Je pourrais me plaindre du Discours de M. Lefranc à l’Académie ; il m’a désigné injurieusement. Il ne fallait pas outrager un vieillard retiré du monde, surtout dans l’opinion où il était que ma retraite était forcée ; c’était, en ce cas, insulter au malheur, et cela est bien lâche. Je ne sais comment l’Académie a souffert qu’une harangue de réception fût une satire.

Il est triste que les gens de lettres soient désunis : c’est diviser des rayons de lumière pour qu’ils aient moins de force.
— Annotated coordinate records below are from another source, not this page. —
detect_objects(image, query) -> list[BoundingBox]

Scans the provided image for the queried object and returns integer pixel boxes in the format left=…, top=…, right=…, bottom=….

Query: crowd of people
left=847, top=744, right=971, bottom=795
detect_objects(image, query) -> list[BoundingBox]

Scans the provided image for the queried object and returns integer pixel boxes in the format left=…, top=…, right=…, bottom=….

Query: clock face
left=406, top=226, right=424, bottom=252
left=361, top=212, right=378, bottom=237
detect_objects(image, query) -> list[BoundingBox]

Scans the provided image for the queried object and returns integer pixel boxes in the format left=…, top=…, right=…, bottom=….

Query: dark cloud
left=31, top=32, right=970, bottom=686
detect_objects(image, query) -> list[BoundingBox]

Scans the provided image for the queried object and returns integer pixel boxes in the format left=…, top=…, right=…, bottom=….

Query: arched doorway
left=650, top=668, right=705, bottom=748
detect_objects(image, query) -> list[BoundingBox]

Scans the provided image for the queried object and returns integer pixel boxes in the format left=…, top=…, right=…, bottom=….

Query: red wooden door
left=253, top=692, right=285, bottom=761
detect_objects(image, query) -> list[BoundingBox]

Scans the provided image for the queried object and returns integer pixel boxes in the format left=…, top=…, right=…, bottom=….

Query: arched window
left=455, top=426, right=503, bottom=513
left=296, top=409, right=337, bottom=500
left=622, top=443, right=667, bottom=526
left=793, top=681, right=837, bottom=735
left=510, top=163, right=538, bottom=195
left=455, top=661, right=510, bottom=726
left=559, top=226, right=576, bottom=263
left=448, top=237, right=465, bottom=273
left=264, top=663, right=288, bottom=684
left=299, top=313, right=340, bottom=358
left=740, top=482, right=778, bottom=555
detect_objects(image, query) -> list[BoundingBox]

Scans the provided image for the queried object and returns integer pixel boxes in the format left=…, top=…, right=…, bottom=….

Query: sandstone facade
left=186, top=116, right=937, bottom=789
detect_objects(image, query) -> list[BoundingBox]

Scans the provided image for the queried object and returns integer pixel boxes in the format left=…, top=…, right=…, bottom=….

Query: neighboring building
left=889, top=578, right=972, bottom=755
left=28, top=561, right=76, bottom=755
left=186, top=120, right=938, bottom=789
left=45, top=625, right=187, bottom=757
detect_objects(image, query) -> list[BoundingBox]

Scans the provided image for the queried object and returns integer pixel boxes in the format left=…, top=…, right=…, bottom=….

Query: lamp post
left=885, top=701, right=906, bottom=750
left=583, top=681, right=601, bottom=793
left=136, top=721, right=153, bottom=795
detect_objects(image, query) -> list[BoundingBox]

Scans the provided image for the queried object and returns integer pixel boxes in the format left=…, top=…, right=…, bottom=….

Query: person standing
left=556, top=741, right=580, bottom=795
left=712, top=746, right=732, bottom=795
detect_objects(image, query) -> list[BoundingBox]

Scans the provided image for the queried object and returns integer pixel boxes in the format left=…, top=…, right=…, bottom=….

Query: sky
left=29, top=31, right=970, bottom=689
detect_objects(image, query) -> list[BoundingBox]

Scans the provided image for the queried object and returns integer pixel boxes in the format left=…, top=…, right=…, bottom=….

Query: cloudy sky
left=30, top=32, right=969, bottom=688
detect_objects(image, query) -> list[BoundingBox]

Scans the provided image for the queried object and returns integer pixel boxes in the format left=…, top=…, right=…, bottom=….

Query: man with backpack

Un homme de cour s’avisa d’imaginer que je vous avais refusé ma voix à l’Académie ; cette calomnie jeta du froid entre nous, mais n’a jamais affaibli mon estime pour vous. Jugez de cette estime par le compte exact que je vous rends de mon procédé ; il est franc, et vous me rendrez justice avec la même franchise.

  1. Voyez tome XXXVI, page 352.
  2. En octobre 1755 ; voyez tome XXXVIII, page 495.
  3. Voyez plus haut, page 409.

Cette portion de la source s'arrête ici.